College life goes immediately wrong for freshman Ricky Joe when he meets his roommate, a bizarre creature obsessed with… well, sitting around and watching television all day. But like, in a really twisted and psychotic way! And he might be really dangerous! (That’s what folks have been saying, y’know?) Join Ricky Joe and the harried resident assistant as they learn the philosophies and pathologies of the world’s least motivated student! Will he be their guru… or their greatest enemy? Or both?
Published by Faraway Press • July 2, 2002
Written by John Jackson Miller

Printing by Harold Buchholz

A lifetime ago, Faraway Looks began as a humor comic strip I did back in my minicomics days. The characters went through several incarnations as my style changed — they actually started as funny animals in a detective series — but their personalities stayed constant.

The 2002 incarnation, which bears little contextual resemblance to what began, is a college humor strip featuring three losers who never leave the front of their dorm room TV set — from whence comes a mass of snide observations about life, popular culture, academia, etc.

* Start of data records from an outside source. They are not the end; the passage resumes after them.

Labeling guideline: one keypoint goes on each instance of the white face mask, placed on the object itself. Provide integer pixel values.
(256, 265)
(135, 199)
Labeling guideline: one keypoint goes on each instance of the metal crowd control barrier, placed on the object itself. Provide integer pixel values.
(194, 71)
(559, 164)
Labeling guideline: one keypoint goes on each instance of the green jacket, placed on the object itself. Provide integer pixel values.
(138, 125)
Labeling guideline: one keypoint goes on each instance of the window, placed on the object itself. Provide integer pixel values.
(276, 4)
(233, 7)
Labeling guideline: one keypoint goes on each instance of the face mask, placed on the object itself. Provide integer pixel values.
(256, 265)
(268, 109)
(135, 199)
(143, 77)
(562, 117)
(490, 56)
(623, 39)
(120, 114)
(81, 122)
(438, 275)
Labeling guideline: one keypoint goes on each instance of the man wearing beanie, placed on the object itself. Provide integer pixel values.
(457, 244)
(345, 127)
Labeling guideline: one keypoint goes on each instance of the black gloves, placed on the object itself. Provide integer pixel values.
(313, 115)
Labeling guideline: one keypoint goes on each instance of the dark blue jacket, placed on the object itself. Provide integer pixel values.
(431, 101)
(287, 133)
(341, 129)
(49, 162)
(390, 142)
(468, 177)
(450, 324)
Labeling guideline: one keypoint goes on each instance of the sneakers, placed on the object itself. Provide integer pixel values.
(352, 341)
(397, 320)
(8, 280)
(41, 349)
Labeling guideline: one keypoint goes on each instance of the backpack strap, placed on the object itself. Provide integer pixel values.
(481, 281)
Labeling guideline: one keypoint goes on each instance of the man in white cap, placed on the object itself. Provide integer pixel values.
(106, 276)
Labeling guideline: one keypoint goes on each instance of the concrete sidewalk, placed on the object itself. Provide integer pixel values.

To some degree, it’s my love for trivia run completely wild (which for those who know me well should be warning enough)! In 2000, taking a cue from the ultra-minimalist (and wonderful) Knights of the Dinner Table, I put some of my scripts to paper using computer “cels” for the characters — allowing me to basically “draw” as fast as I could write. This resulted in an self-published sample press run of an 84-page collected edition in 2002: the “Fall Preview Edition.”

When Crimson Dynamo came about, I put the project aside, but it may resurface as a collaboration with an established humor artist, putting (much better!) pictures to my words.

“Life’s long. Pace yourself.” — Millard Duke

Well, Faraway Looks is all trivia. I hardly know where to begin …

…oh, OK. The cover test pattern is a salute to “Indian Chief,” the most famous of all test patterns. It began appearing around 1949, most likely the creation of RCA. Gone long before sensitivities might have taken it off the air, it stands as a pure electronic artifact in an age in which television stations rarely bother to turn off their transmitters. Salute, Chief!